Reviewed by M. Roberts
In a world increasingly cynical about love and where form seems to dominate function, Ada Limón argues for sincerity. She conceives a man in a gray suit and makes him her hero, navigating his battle against artificiality in life and love (and even hardware). In her storybook in poetry This Big Fake World, Limón weaves a hopeful narrative about finding purpose in a dysfunctional world, begging the question: why not write a story?
Broken into three sections and sandwiched between a prologue and epilogue, This Big Fake World bears a clear narrative arc, requiring an investment (even on re-reading) similar to that of a short story. Limón’s prologue prepares readers to meet her characters, and reveals her hand from the beginning:
and let these small people rise up
and recover, let the man in the gray suit
be our hero for once, the woman
at the hardware store, the drunk,
and make each one of them remind us
that we have all come out of basic need,
some gnawing thing, some hunger.
Keep in mind, though, that the woman at the hardware store is not a drunk. Rather the drunk is a separate character (Lewis, who in an injection of absurdity into Limón’s work, mainly appears through letters to Ronald Reagan). Limón prepares us for a story of love and angst, where the domestic-heroic man in the gray suit’s failing marriage keeps him at arm’s length from his attraction to the equally damaged hardware store lady.
The three parts of the story follow typical narrative pattern: our characters are introduced, their crisis revealed, their solutions found. To do this, Limón invokes a familiar tone, inviting readers into her community of observers. The man in the gray suit is “our hero,” and thus the story becomes universal. The drama is familiar, Limón’s insights not singular. This works both for and against Limón. Her story is ultimately accessible, her call for meaning answerable, but at the same time the poetry itself in This Big Fake World risks being overshadowed by its own sense of allegory.
Limón does an excellent job weaving the theme of appearance and reality, questioning notions of form and function.
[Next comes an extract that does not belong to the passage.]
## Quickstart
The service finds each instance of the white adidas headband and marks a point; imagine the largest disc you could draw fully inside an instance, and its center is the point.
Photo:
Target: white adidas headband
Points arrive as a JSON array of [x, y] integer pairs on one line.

For the man in the gray suit, it seems a matter of control. Nails become a recurring image in Limón’s book, as our hero uses his purchase of nails as an opportunity to get close to the hardware store lady. In “Between Her and Her Friends He Was Known as Mr. Hammer,” the man in the gray suit pretends to do work on his roof while watching her:
He wondered why he needed
to pretend to hammer,
and not just hammer.
One made him feel dirtier than the other,
the hammer noiselessly
avoiding the nail.
At the beginning of the third part, where the hero’s marriage unravels to his benefit, Limón reveals his growing inner-tension:
Our leading man is worried about the number of nails he keeps
buying from the lady at the hardware store. His garage is full of
every kind of nail you can imagine, and he with nothing to fix, but
maybe himself. He starts a note to his wife that he later crumples.
It starts, “Being I have so many nails, I wish to be useful to
someone.”
Here Limón tries to show us what it means to find function in a world composed of facades.
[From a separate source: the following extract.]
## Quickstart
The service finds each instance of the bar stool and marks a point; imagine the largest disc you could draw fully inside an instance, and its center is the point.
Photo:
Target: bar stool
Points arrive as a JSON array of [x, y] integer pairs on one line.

The strength of Limón’s voice is its familiarity. She is casual in her diction, which at its best enables her reader access to powerfully simple images. Her most beautiful moments come from brief observations that keep the mind’s eye moving and allow the story to progress without becoming predictable. For instance, as the hero and Lewis sit at the bar discussing his wife’s leaving, Limón takes us to the streetscape with deceptively simple but captivating beauty:
Our hero watches a small yellow dog
outside, its leash wrapped too tightly
around the No Something sign.
It begins to snow as a banjo plays
from the radio and the dog looks up
awfully surprised at his luck.
Simple moments like these capture the best of Limón’s conversational style, creating an artful image with rhythmic texture distinctive from her more expository moments.
This Big Fake World wraps up nicely, giving it a storybook feel that jaded adults might find soothing. There is a light at the end of the tunnel, Limón tells us in an epilogue that seems a little heavy-handed:
The object is to not simply exist in this world
of radio clocks and moon pies, where holidays
and lunch breaks bring the only relief from
the machine that is our mind humming inside . . .
She begins, then calling for all of us to “make a fire out of / everyday things . . .” Limón wants us to revel in this world, in its seeming junk and clutter. In the end, she says, “Somewhere along the banks of this liquid world / let all of us hold close to the lost and the unclear, / and, in our own odd little way, find some refuge here.” This is good enough, but what of the reader? With the hero finally approaching the hardware store lady and his friend finally safe at rehab, things seem nicely wrapped up, leaving us to wonder where the lost and the unclear might actually be found in This Big Fake World. For its moments of beauty and universal insights, Limón’s book still seems driven by its overarching narrative message rather than the poetry itself.